Osaka: Nostalgic Arcade Games a Treasure for Enthusiasts

The Yomiuri Shimbun
Arcade games from the 1980s and 1990s are lined up at Zarigani arcade in Osaka.

OSAKA — Shinsekai, a downtown district in Naniwa Ward, Osaka, is sacred ground for fans of coin-operated retro arcade games.

The attraction of the district for retro gamers is the presence of multiple arcades packed with game machines that were popular in the 1980s and 1990s. While Shinsekai and its famous landmark Tsutenkaku Tower have been rather quiet amid the ongoing novel coronavirus crisis, operators there have been making innovative efforts to attract customers.

Situated about 100 meters northwest of Tsutenkaku, the Zarigani (crayfish) arcade is loaded with about 200 retro machines including “OutRun,” a driving game with energetic lo-fi music. As manufacturers have ceased maintenance services for many of the games, messages such as “National Treasure” and “Please take good care of this” are attached to them.

The Yomiuri Shimbun
Zarigani’s facade stands out from the rest of the shopping street.

Much of what’s on offer was originally curated by a real estate business operator in Osaka Prefecture as a hobby. After he passed away, his family took over his dream of creating an entertainment space that many people could enjoy and opened Zarigani in December 2016.

Information then spread on the internet, with people saying, “There are many games that can only be played here,” and enthusiasts from around the world began to pour in. The old-school atmosphere has attracted some female customers who say the setup is photo-worthy.
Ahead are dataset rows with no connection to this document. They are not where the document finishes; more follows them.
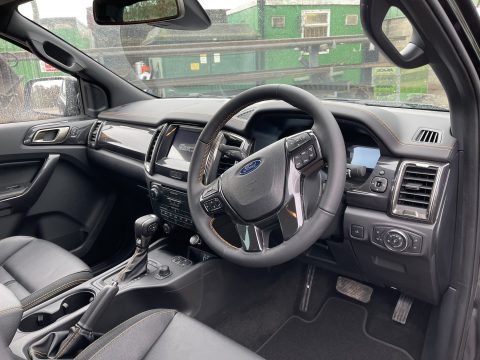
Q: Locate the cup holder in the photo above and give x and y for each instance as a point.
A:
(68, 305)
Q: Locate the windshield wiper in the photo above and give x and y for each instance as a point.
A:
(403, 105)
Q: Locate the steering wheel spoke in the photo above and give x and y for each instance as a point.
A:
(212, 199)
(253, 238)
(272, 195)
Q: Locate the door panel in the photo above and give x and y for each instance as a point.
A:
(50, 191)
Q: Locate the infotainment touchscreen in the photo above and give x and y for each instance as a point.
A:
(183, 144)
(365, 156)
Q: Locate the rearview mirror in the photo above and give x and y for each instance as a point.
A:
(124, 12)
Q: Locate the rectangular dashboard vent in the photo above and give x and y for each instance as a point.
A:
(94, 133)
(417, 186)
(428, 136)
(415, 194)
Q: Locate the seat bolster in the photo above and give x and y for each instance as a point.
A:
(11, 245)
(37, 270)
(165, 335)
(131, 339)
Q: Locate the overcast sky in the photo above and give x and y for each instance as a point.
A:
(77, 8)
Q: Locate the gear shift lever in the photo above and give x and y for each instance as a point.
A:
(63, 344)
(145, 228)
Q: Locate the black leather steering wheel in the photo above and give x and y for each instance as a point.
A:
(266, 188)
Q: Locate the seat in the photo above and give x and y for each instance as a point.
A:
(36, 270)
(166, 335)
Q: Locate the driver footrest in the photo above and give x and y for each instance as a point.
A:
(354, 289)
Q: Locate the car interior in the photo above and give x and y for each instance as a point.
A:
(264, 223)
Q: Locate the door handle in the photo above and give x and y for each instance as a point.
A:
(26, 196)
(51, 136)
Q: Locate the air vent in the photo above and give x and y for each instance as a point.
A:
(94, 132)
(428, 136)
(151, 149)
(415, 194)
(152, 146)
(226, 162)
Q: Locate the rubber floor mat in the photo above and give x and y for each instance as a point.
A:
(337, 333)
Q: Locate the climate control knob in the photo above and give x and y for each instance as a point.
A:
(395, 240)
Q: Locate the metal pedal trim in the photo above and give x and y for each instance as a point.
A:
(307, 288)
(402, 309)
(353, 289)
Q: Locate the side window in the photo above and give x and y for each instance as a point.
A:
(31, 89)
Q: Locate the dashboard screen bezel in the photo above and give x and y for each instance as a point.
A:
(172, 168)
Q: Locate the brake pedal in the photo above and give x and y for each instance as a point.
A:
(354, 289)
(307, 288)
(402, 309)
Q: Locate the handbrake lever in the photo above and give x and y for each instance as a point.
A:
(97, 306)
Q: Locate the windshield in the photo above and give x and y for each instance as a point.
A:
(317, 45)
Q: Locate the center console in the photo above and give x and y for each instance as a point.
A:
(171, 281)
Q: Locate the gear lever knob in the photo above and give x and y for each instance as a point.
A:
(145, 227)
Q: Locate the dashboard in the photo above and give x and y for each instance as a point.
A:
(395, 226)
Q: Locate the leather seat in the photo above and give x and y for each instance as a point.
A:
(36, 270)
(166, 335)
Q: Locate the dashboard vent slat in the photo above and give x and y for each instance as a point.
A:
(428, 136)
(151, 147)
(416, 188)
(94, 133)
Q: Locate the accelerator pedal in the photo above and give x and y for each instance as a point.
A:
(353, 289)
(402, 309)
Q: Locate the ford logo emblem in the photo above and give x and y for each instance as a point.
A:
(250, 167)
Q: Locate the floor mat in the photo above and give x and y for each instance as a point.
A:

Some acquaintances later stepped in and with a few helping hands. They accumulated enough retro games to open two sister shops in the Shinsekai district. Akira Nakagawa, 25, manager of all the locations, said, “Shinsekai has a ‘deep Osaka’ vibe, and the arcades have also matched well with it.”

Entertainment for workers

Shinsekai was once known as a “workers’ town,” and some of the arcades have long been a go-to spot for blue-collar workers to blow off some steam.

One such place is Kasuga Amusement Arcade, which has been in business for nearly half a century in Janjan Yokocho alley, a shopping street lined with Osaka delicacy kushi-katsu (deep-fried meat and vegetable skewers) restaurants. Most of the customers are men in their 50s to 70s who are passionate about games such as mahjong and slot machines.

The entertainment center was opened around 1970 by the parents of the current manager, Susumu Kobayashi, and during the nation’s high economic growth period, it was filled with the enthusiasm of people who enjoyed drinking nearby.

Plenty of the regulars from those days still frequent the place today.

“I think I know at least 200 customers.” Kobayashi said.

The cost to play is as low as ¥50 per game. A 46-year-old man from Kyoto said he comes about once a month.

“It’s inexpensive and the staff are friendly, and that keeps me coming back,” he said.

The arcade used to stock new games, but “we couldn’t keep up with them, so we started to stock only old games,” said Kobayashi. Recently, an increasing number of younger customers have been coming in because they find it unusual.

Help from ‘Golgo 13’

In the Shinsekai district, the number of people coming and going has plummeted due to the coronavirus crisis. Under such circumstances, Zarigani’s sister shop Cho Zarigani (super crayfish) has collaborated with the popular manga “Golgo 13.”

When it opened in November last year, the owner called on the manga’s author, Takao Saito, to help the struggling community, and obtained special permission to use the manga’s character.

In addition to a shooting game featuring Duke Togo, the main character of the manga, the arcade put up posters depicting Togo calling on customers to have some kushi-katsu before going home, after playing the game at Zarigani.

Despite measures such as the installation of disinfectant dispensers, visitors remain few and far between. The situation continues to be difficult due to the recent declaration of another state of emergency.

Nakagawa hopes that “everyone will be able to come and play in peace soon.”

At Zarigani, I tried playing “Puyo Puyo,” a game I was crazy about as a child. Playing the game brought back memories of heading out to a local arcade, my hands stuffed with coins.

In my opinion, this is a place that can make any grownup remember what it’s like to feel like a child again.


Extend your trip!

The Yomiuri Shimbun
Asahi Theater

Asahi Theater

A long-established mass entertainment theater that opened in the late Meiji era (1868-1912). It was once closed due to the movie boom, but reopened in 1977. Today, theater companies from all over Japan perform samurai dramas and other plays almost every day, passing on mass entertainment culture.